Never before had we heard of a politician whose every reply and defense becomes more incredible by the day.
Then we see the list of candidates for senators for both administration and opposition and see the same.
Every election year we feel the same, and every year in between we can only gape in incredulity, like we are gaping now as President Benigno C. Aquino III refuses to back down on the Cybercrime Law despite the protests against it.
Every election year we realize how important our vote is, and every after elections we have to accept that lessons are hard to learn.
Thus the importance of a massive voter’s education campaign, where each and every topic that matters and not the promises that are easily given can be discussed with all candidness. But that may open us for more repression on our freedom of expression.

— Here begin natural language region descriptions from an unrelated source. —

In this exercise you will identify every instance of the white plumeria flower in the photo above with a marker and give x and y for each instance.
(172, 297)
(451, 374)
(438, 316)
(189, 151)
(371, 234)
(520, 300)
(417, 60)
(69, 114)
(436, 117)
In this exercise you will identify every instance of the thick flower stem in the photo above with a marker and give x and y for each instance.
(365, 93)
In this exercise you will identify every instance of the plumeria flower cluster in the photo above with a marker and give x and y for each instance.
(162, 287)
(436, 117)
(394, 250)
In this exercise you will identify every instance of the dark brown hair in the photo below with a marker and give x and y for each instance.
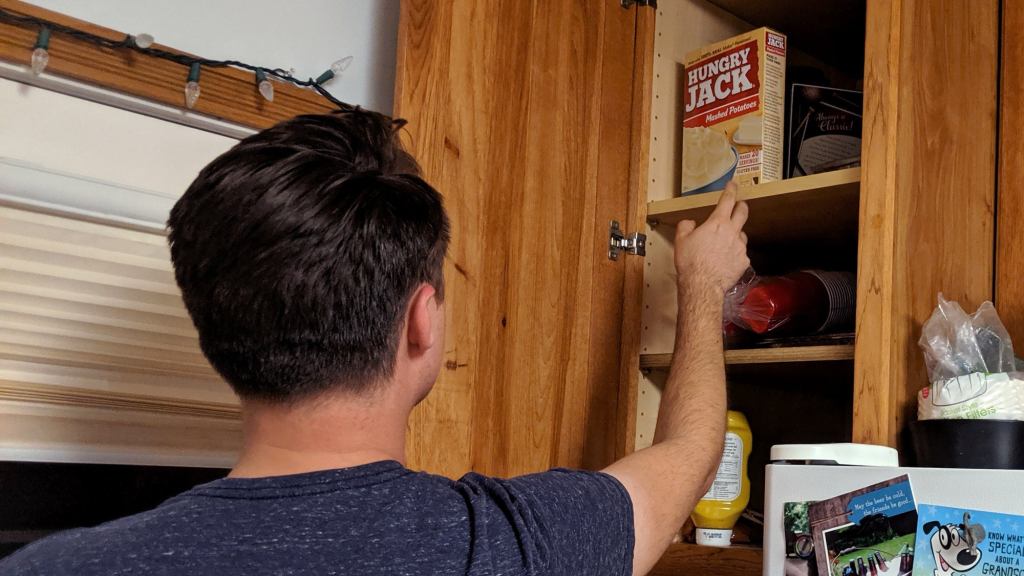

After all, what the Cybercrime Law really reminds us is that when we oppose we should sugarcoat it as thick as we can because we have all the laws trained against those who dare stand up and shout. It’s sad but true, but as we’ve often been reminded, that’s because we allowed them to be. We voted for the popular, and never even asked them to stand up and give us a peek into their brains. We laughed at their jokes and we clapped as they danced. We allowed them to become our lawmakers and leaders because they can sing and dance.
Thus another election year is upon us and all that we can tell our people is to pray.
Pathetic, really pathetic, as pathetic as the leaders we have chosen. But rejoice, we have another chance. But only if we grab that chance and do something about what we have made our politics to be and what kind of politicians we have allowed to breed.
First they came for the communists, and I didn't speak out because I wasn't a communist.
Then they came for the socialists, and I didn't speak out because I wasn't a socialist.
Then they came for the trade unionists, and I didn't speak out because I wasn't a trade unionist.
Then they came for me, and there was no one left to speak for me.
Those were not the exact words of German Pastor Martin Niemoller; he’s a German, that’s why, and as Senator Tito Sotto would ask, “Marunong pala managalog si Kennedy ha!”
Provenance on how Niemoller said this passage remains questioned, but at least, it has been agreed on that indeed it was Niemoller who deliberated such thought. Bahala na, basta proper attribution.
For whoever they are coming from, I will speak up because by the time they will be coming for me, then I will have a whole army with me. That’s life.
Published in the Sun.Star Davao newspaper on October 07, 2012.